SSL from PHP: socket and cURL
Today, on this sleepy summer morning, I will tell you about an SSL connection from a PHP script. I'll tell you on the basis not only of theory, but also solving a quite practical task for you - login to google blogservice blogger.com.
Let's start with sockets. In the help stated the possibility of using the HTTPS protocol, so we try. A set of POST variables is taken from the developer's guide . Habraparser frames the soap by reference, so the "@" is replaced with (at).
In the fsockopen function, as a prefix in front of the server name, we use not https, but ssl. So the direct text is written in the help. Then everything is simple. We form HTTP-header, and we push it in an open socket. We read the answer, and we get
')
In short, if you omit the watch ordeals and dances around the functions of the socket, I did not succeed. Well, that is, it did not work to transfer POST data, although GET requests are returned normally. Maybe this is due only to the Google server, but it will work somewhere else.
UPD. Many thanks to anabolik habraiser , who suggested that if you change one header line and make
then everything will work right away. Thanks again. Thanked all sorts of ways =).
Go to the second method.
Open the mana page about cURL and rejoice. So many opportunities for requests for any configuration. It should work out. So, we climb in curl_setopt. We will need
CURLOPT_URL is the request URL.
CURLOPT_POST - we say that we will send a POST request.
CURLOPT_POSTFIELDS - POST changes themselves.
CURLOPT_RETURNTRANSFER - return the result of the query, and not display it in the browser.
Now actually about SSL parameters:
CURLOPT_SSL_VERIFYPEER - if you put it to 0, the remote server will not check our certificate. Otherwise, you need to send this certificate.
CURLOPT_CAINFO - specify the certificate file if CURLOPT_SSL_VERIFYPEER is set to 1.
CURLOPT_SSLVERSION is an integer that indicates the SSL version (2 or 3), usually determined automatically.
CURLOPT_SSL_VERIFYHOST - whether the name of the remote server specified in the certificate will be checked. If you set the value to "2", then the host name will also be checked. (honestly, I still do not understand what this flag does)
That's all. For Google, we only need to indicate that we did not bring any certificates with us, let us so please. We write the code.
In the $ result variable, we now have three lines, of which only one is needed — the last one, which starts with “Auth =”. But about this, probably next time.
This is a crosspost from my blog .
Let's start with sockets. In the help stated the possibility of using the HTTPS protocol, so we try.
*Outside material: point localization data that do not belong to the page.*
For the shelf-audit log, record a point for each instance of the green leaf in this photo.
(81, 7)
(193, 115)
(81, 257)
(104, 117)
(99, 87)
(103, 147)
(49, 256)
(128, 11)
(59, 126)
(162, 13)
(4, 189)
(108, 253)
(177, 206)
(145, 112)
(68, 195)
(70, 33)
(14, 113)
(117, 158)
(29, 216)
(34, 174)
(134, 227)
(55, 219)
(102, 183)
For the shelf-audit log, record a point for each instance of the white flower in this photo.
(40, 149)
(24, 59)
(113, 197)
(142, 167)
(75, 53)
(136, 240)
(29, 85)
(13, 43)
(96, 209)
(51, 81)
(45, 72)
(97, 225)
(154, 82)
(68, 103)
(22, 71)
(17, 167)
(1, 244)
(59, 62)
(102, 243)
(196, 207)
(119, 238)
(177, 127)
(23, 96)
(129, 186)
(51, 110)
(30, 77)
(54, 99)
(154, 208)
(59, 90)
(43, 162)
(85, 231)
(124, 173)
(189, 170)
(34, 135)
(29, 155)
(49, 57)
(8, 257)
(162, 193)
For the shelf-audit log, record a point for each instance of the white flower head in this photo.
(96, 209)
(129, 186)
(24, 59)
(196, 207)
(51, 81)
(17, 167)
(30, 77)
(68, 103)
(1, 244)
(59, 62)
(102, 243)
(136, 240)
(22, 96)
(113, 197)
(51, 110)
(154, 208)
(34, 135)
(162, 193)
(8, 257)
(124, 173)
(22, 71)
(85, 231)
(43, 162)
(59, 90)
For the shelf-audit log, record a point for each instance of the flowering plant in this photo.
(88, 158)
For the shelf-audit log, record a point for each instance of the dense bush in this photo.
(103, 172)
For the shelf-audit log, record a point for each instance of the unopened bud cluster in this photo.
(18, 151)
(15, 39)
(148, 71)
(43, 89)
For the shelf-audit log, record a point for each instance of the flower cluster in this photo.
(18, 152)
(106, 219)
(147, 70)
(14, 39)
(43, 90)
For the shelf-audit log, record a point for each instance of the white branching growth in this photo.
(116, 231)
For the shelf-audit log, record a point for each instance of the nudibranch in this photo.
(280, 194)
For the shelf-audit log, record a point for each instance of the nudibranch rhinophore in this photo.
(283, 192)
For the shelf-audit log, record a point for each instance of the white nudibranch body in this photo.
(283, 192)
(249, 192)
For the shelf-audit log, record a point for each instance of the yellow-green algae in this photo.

A set of POST variables is taken from the developer's guide . Habraparser frames the soap by reference, so the "@" is replaced with (at).
$postvars = array(
"Email" => "mail(at)gmail.com",
"Passwd" => "pass",
"service" => "blogger"
);
$postdata = "";
foreach ( $postvars as $key => $value )
$postdata .= "&".rawurlencode($key)."=".rawurlencode($value);
$postdata = substr( $postdata, 1 );
$fp = fsockopen("ssl://google.com", 443);
$send = "";
$send .= "POST /accounts/ClientLogin HTTP/1.1\r\n";
$send .= "Host: google.com\r\n";
$send .= "Content-length: ".strlen($postdata)."\r\n";
$send .= "Content-type: text/plain\r\n";
$send .= "Connection: close\r\n";
$send .= "\r\n";
$send .= $postdata."\r\n\r\n";
fputs($fp, $send);
$html = fread($fp, 1000000);
fclose($fp);
echo "".$html." "; $postvars = array(
"Email" => "mail(at)gmail.com",
"Passwd" => "pass",
"service" => "blogger"
);
$postdata = "";
foreach ( $postvars as $key => $value )
$postdata .= "&".rawurlencode($key)."=".rawurlencode($value);
$postdata = substr( $postdata, 1 );
$fp = fsockopen("ssl://google.com", 443);
$send = "";
$send .= "POST /accounts/ClientLogin HTTP/1.1\r\n";
$send .= "Host: google.com\r\n";
$send .= "Content-length: ".strlen($postdata)."\r\n";
$send .= "Content-type: text/plain\r\n";
$send .= "Connection: close\r\n";
$send .= "\r\n";
$send .= $postdata."\r\n\r\n";
fputs($fp, $send);
$html = fread($fp, 1000000);
fclose($fp);
echo "".$html." ";In the fsockopen function, as a prefix in front of the server name, we use not https, but ssl. So the direct text is written in the help. Then everything is simple. We form HTTP-header, and we push it in an open socket. We read the answer, and we get
')
Error=BadAuthenticationIn short, if you omit the watch ordeals and dances around the functions of the socket, I did not succeed. Well, that is, it did not work to transfer POST data, although GET requests are returned normally. Maybe this is due only to the Google server, but it will work somewhere else.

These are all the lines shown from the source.